Thursday, 14 February 2019

The City of Mirrors, book review. (Justin Cronin)


How do you review the third book in the trilogy of what is one of the greatest stories ever told? With great difficulty!
It is six months since Homeland was liberated and The Twelve destroyed (Carter being the only survivor). Amy - the new Amy - lives with him in the hull of a long forgotten ship and Alicia is pregnant, but her baby won't survive.
Twenty years on and the people have left the old fortress city and repopulated the surrounding areas. Farms have popped up, townships are thriving, life is far from back to before virus but the threat has gone - or so they think.
ZERO. Fanning. The first to be infected in the jungle and brought back to Greer's lab and tested, mutated, angry. For the last hundred years he has waited at Grand Central station for the return of his beloved Liz who, we discover by flashback, died way before the virus hit.
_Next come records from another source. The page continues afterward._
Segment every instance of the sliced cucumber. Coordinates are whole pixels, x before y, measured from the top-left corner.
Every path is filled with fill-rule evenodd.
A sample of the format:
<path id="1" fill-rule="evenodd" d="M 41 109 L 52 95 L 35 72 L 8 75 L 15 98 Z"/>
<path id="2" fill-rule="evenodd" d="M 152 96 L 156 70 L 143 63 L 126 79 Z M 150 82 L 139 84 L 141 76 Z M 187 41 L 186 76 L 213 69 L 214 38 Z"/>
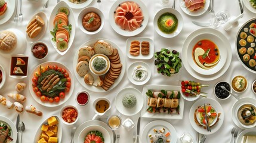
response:
<path id="1" fill-rule="evenodd" d="M 66 15 L 69 15 L 69 10 L 66 7 L 61 7 L 58 8 L 58 13 L 65 13 Z"/>

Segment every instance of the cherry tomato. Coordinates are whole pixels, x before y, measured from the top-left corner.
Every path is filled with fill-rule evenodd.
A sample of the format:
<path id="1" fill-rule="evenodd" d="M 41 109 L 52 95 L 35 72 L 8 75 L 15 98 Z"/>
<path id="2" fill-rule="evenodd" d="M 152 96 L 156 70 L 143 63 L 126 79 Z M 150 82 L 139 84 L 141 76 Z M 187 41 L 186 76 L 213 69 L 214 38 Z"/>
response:
<path id="1" fill-rule="evenodd" d="M 38 89 L 38 87 L 35 87 L 35 88 L 33 89 L 33 91 L 34 91 L 34 92 L 38 92 L 38 91 L 39 91 L 39 89 Z"/>
<path id="2" fill-rule="evenodd" d="M 57 70 L 58 72 L 61 72 L 61 67 L 58 67 L 58 68 L 57 69 Z"/>
<path id="3" fill-rule="evenodd" d="M 59 96 L 60 98 L 65 98 L 65 93 L 64 93 L 64 92 L 61 92 L 60 93 Z"/>
<path id="4" fill-rule="evenodd" d="M 49 98 L 49 102 L 53 102 L 53 101 L 54 101 L 54 100 L 53 98 L 51 98 L 51 97 Z"/>
<path id="5" fill-rule="evenodd" d="M 70 82 L 67 82 L 66 83 L 66 86 L 67 88 L 70 88 L 71 86 L 71 83 Z"/>
<path id="6" fill-rule="evenodd" d="M 66 70 L 65 69 L 62 69 L 62 70 L 61 70 L 61 73 L 62 74 L 64 74 L 64 73 L 66 73 Z"/>
<path id="7" fill-rule="evenodd" d="M 71 81 L 71 79 L 69 77 L 66 77 L 66 79 L 67 79 L 67 82 L 70 82 Z"/>
<path id="8" fill-rule="evenodd" d="M 58 69 L 58 66 L 57 66 L 57 65 L 53 66 L 53 70 L 57 71 L 57 69 Z"/>
<path id="9" fill-rule="evenodd" d="M 55 102 L 58 102 L 58 101 L 60 101 L 60 97 L 54 97 L 54 101 Z"/>
<path id="10" fill-rule="evenodd" d="M 69 92 L 69 88 L 67 88 L 67 87 L 66 87 L 65 88 L 65 92 Z"/>
<path id="11" fill-rule="evenodd" d="M 38 91 L 36 92 L 36 95 L 38 97 L 41 97 L 41 96 L 42 96 L 42 93 L 40 91 Z"/>
<path id="12" fill-rule="evenodd" d="M 32 82 L 33 82 L 37 83 L 37 82 L 38 82 L 38 77 L 33 77 L 32 78 Z"/>
<path id="13" fill-rule="evenodd" d="M 64 73 L 64 77 L 68 77 L 69 76 L 69 73 Z"/>
<path id="14" fill-rule="evenodd" d="M 39 77 L 41 75 L 41 74 L 38 71 L 34 73 L 34 76 L 37 78 Z"/>
<path id="15" fill-rule="evenodd" d="M 41 100 L 42 101 L 45 101 L 45 100 L 46 100 L 46 97 L 45 97 L 45 95 L 42 95 L 42 96 L 41 96 L 41 97 L 40 97 L 40 100 Z"/>

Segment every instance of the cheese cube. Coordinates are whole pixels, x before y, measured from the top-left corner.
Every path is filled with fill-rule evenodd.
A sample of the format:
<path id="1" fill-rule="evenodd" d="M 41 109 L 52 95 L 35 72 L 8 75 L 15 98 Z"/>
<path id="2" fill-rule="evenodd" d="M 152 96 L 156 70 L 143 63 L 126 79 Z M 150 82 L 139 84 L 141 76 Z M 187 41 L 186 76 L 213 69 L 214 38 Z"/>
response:
<path id="1" fill-rule="evenodd" d="M 58 138 L 57 137 L 50 137 L 48 143 L 57 143 Z"/>
<path id="2" fill-rule="evenodd" d="M 41 130 L 46 132 L 47 132 L 48 128 L 49 128 L 49 125 L 44 124 L 42 126 Z"/>
<path id="3" fill-rule="evenodd" d="M 47 143 L 47 142 L 44 138 L 41 138 L 38 141 L 38 143 Z"/>
<path id="4" fill-rule="evenodd" d="M 48 123 L 49 124 L 49 126 L 53 126 L 53 125 L 58 124 L 58 122 L 55 117 L 53 116 L 48 119 Z"/>

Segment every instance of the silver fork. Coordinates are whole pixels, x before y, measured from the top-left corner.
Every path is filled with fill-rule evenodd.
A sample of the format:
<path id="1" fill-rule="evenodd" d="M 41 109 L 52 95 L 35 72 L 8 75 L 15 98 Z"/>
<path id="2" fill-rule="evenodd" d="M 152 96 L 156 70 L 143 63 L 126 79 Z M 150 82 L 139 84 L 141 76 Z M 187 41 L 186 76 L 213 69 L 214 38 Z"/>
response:
<path id="1" fill-rule="evenodd" d="M 14 21 L 17 22 L 18 21 L 18 0 L 16 0 L 15 1 L 15 4 L 16 6 L 16 14 L 15 14 L 15 17 L 14 17 Z"/>
<path id="2" fill-rule="evenodd" d="M 18 21 L 22 22 L 23 15 L 21 13 L 22 0 L 20 0 L 20 14 L 18 14 Z"/>
<path id="3" fill-rule="evenodd" d="M 100 9 L 101 8 L 101 1 L 100 0 L 97 0 L 97 4 L 98 9 Z"/>

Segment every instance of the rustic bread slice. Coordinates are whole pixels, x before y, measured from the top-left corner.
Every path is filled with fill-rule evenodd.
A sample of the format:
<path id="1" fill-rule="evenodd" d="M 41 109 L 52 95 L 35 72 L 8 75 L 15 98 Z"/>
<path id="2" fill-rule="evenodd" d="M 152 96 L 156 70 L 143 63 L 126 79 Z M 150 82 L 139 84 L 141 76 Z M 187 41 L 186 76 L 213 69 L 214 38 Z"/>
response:
<path id="1" fill-rule="evenodd" d="M 102 54 L 106 55 L 110 55 L 114 51 L 111 45 L 103 40 L 97 41 L 94 43 L 93 48 L 96 54 Z"/>
<path id="2" fill-rule="evenodd" d="M 94 50 L 91 46 L 87 46 L 79 49 L 79 52 L 78 53 L 78 58 L 82 56 L 87 56 L 89 58 L 91 58 L 94 55 Z"/>
<path id="3" fill-rule="evenodd" d="M 89 71 L 89 64 L 87 61 L 79 61 L 76 67 L 76 72 L 81 76 L 84 76 Z"/>

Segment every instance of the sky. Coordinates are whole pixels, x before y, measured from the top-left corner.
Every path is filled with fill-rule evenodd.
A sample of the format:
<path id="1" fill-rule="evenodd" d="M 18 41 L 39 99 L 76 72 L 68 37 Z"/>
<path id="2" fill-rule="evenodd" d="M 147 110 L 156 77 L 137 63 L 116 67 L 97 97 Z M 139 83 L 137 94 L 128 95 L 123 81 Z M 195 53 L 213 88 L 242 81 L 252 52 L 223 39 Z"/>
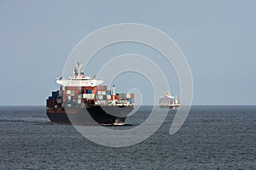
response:
<path id="1" fill-rule="evenodd" d="M 75 45 L 96 30 L 120 23 L 148 25 L 177 42 L 192 71 L 193 104 L 255 105 L 255 6 L 253 0 L 1 0 L 0 105 L 45 105 L 58 89 L 55 78 Z M 97 54 L 86 71 L 95 74 L 92 68 L 104 60 L 127 53 L 143 54 L 170 69 L 170 88 L 180 94 L 172 65 L 143 45 L 109 47 Z M 120 91 L 132 88 L 131 81 L 142 91 L 151 89 L 150 83 L 140 83 L 145 79 L 140 75 L 123 76 L 115 81 Z M 144 99 L 150 100 L 147 95 Z"/>

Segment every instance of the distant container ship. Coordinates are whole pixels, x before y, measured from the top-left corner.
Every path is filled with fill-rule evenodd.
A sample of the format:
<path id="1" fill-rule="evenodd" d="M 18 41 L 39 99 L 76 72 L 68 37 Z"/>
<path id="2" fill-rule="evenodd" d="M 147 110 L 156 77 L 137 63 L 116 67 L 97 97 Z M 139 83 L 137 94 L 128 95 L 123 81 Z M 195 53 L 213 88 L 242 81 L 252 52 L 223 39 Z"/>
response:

ZERO. Ready to finish what The Twelve could not. The extinction of the human race.
The build-up in this book is excellent, the flashbacks informative, (albeit a tad too long), but then we're back in the year 122 A.V (after virus) and Zero's army is coming, forged from the unfortunate people who moved to the outlining townships. Michael (Circuit) has spent the last twenty years rebuilding a ship he’s hoping to escape on, but will it be ready? The virals are massing, the gates to the Homestead are closed once again, Carter has woken and Amy walks amongst the people once more, but then . . . all hell lets loose.
The ground rumbles, the virals break through and panic ensues, and it is here, as the narrative flicks from one character's peril to another, that the book takes off, and as the pages pass in a blur, the tension builds, characters we have known since the beginning fall, Carter's army clashes with Zero's, Amy tries to save Alicia, and the rest of the human race fight their way to Michael's ship, that you realise that this story really is one of the very best you've ever read.
With only a few hundred souls on board the ship sets sail and Amy, Peter, Michael and Alicia take their leave, going in search of Zero, and compared to the frenzied battle that raged in Texas, New York is spookily quiet, but not for long.
So, a big fat five stars for the conclusion of this epic trilogy then? Er, no, not quite.
The ending, the very ending, was completely unnecessary. I won't give anything away here but having such a climatic conclusion and then continuing was never really going to work, so if you do read these books, and I thoroughly recommend that you do, skip the epilogue on this one and you'll be more than satisfied.
Four and a half stars then for, The City of Mirrors, but The Passage got five and that is all you really need to know to start reading.